101, 102, and 103 are hardware, they may be various electronic devices having a microphone and a speaker, including but not limited to a smart phone, a tablet computer, an E-book reader, an MP3 player (Moving Picture E second alignment result sets Group Audio Layer III, mpeg compression standard Audio Layer 3), an MP4 player (Moving Picture E second alignment result sets Group Audio Layer IV, mpeg compression standard Audio Layer 4), a portable computer, a desktop computer, and so on. When the

terminal apparatuses

101, 102, 103 are software, they can be installed in the electronic apparatuses listed above. It may be implemented as multiple software or software modules (e.g., for evaluation of speaker separation algorithms) or as a single software or software module. And is not particularly limited herein.

The server 105 may be a server providing various services, such as a background server processing audio captured on the

terminal devices

101, 102, 103. The background server can perform corresponding processing based on the audio collected by the terminal equipment.

In some cases, the method for evaluating the speaker separation algorithm provided by the present disclosure may be performed by the

terminal devices

101, 102, 103 and the server 105, for example, the step of "aligning the speaker separation result of the sample audio with the preset speech segmentation result of the sample audio to obtain the first alignment result" may be performed by the

terminal devices

101, 102, 103, and the step of "evaluating the coverage effect of the speaker separation algorithm to be evaluated according to the first alignment result" may be performed by the server 105. The present disclosure is not limited thereto. Accordingly, the evaluation means of the speaker separation algorithm may also be provided in the

terminal devices

101, 102, 103 and the server 105, respectively.

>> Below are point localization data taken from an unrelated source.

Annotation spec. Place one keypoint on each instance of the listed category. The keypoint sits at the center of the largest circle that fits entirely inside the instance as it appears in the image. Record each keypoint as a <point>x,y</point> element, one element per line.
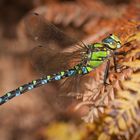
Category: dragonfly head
<point>112,42</point>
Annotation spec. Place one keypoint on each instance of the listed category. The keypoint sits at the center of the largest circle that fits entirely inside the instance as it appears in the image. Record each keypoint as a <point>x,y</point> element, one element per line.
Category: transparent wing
<point>54,51</point>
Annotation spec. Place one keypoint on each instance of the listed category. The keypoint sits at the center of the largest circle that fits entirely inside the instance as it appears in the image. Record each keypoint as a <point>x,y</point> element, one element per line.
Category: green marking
<point>95,63</point>
<point>97,55</point>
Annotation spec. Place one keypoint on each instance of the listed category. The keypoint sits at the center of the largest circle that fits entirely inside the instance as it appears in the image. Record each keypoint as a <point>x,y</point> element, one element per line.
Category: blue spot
<point>30,87</point>
<point>84,70</point>
<point>44,81</point>
<point>17,93</point>
<point>57,77</point>
<point>71,72</point>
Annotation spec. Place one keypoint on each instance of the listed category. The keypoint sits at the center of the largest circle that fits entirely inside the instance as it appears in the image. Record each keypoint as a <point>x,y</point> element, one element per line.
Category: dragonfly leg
<point>106,72</point>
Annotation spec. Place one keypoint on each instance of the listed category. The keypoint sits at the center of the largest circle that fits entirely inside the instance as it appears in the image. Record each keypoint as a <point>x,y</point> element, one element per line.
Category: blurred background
<point>27,116</point>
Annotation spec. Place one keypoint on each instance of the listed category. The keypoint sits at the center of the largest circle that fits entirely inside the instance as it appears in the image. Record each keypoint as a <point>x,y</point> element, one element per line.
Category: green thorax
<point>97,54</point>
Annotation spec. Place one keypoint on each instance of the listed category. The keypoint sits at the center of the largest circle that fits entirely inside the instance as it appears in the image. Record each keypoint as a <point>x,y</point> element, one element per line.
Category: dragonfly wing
<point>53,62</point>
<point>41,31</point>
<point>50,54</point>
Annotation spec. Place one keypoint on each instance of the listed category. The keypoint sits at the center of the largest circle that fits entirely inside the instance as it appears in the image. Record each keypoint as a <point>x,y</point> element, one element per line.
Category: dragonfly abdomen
<point>78,69</point>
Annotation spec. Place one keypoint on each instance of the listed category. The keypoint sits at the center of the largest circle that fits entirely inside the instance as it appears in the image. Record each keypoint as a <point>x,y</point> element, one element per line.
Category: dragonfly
<point>60,62</point>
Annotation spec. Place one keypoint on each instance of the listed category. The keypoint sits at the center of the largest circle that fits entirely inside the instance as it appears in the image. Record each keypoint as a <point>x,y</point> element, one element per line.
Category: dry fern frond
<point>122,117</point>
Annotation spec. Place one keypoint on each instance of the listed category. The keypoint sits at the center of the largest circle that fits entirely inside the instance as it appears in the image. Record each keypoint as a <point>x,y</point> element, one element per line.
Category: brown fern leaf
<point>122,117</point>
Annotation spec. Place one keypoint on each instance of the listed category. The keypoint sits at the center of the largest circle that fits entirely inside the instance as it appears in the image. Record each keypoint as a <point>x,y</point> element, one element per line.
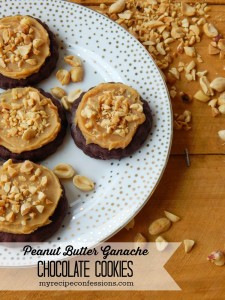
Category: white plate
<point>109,53</point>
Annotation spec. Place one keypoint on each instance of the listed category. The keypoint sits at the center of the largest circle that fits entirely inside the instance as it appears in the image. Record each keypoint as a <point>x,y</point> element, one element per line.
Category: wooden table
<point>196,193</point>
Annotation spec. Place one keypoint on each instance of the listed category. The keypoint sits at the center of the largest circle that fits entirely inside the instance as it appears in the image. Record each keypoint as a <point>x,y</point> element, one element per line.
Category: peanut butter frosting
<point>24,46</point>
<point>29,195</point>
<point>109,115</point>
<point>28,120</point>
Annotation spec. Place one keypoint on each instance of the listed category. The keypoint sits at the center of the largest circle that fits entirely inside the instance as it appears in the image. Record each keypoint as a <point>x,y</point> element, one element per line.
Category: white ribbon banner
<point>108,266</point>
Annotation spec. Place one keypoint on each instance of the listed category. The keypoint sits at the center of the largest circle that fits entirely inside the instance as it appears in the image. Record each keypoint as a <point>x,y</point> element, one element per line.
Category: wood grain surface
<point>196,193</point>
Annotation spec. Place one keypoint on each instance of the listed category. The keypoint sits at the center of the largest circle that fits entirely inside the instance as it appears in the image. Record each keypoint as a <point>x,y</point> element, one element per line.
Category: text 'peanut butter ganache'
<point>32,202</point>
<point>32,124</point>
<point>110,121</point>
<point>28,51</point>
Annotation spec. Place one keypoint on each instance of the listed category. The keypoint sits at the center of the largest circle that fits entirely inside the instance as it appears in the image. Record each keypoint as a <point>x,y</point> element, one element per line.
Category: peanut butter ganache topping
<point>109,115</point>
<point>28,120</point>
<point>24,46</point>
<point>29,195</point>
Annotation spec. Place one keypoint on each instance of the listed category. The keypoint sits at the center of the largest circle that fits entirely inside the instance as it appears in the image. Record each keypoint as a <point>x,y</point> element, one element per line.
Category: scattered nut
<point>173,218</point>
<point>159,226</point>
<point>64,171</point>
<point>218,84</point>
<point>139,240</point>
<point>40,208</point>
<point>190,51</point>
<point>73,61</point>
<point>63,76</point>
<point>188,245</point>
<point>83,183</point>
<point>200,96</point>
<point>58,92</point>
<point>161,243</point>
<point>206,86</point>
<point>26,167</point>
<point>117,7</point>
<point>28,134</point>
<point>187,9</point>
<point>213,50</point>
<point>77,74</point>
<point>74,95</point>
<point>65,103</point>
<point>217,257</point>
<point>210,30</point>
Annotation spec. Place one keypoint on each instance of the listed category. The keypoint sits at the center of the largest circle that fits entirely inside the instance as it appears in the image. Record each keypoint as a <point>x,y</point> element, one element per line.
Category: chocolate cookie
<point>97,151</point>
<point>38,204</point>
<point>42,233</point>
<point>37,153</point>
<point>33,73</point>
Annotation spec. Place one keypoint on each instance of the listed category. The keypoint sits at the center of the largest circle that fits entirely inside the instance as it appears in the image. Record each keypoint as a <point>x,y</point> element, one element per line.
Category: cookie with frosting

In some cases, the method for evaluating the speaker separation algorithm provided by the present disclosure may be executed by the server 105, and accordingly, the evaluation device of the speaker separation algorithm may also be disposed in the server 105, and in this case, the system architecture 100 may not include the

terminal devices

101, 102, and 103.

In some cases, the method for evaluating the speaker separation algorithm provided by the present disclosure may be executed by the

terminal devices

101, 102, and 103, and accordingly, the evaluation device of the speaker separation algorithm may also be disposed in the

terminal devices

101, 102, and 103, in this case, the system architecture 100 may not include the server 105.

The server 105 may be hardware or software. When the server 105 is hardware, it may be implemented as a distributed server cluster composed of a plurality of servers, or may be implemented as a single server. When the server 105 is software, it may be implemented as multiple pieces of software or software modules (e.g., to provide distributed services), or as a single piece of software or software module. And is not particularly limited herein.

It should be understood that the number of terminal devices, networks, and servers in fig. 1 is merely illustrative. There may be any number of terminal devices, networks, and servers, as desired for implementation.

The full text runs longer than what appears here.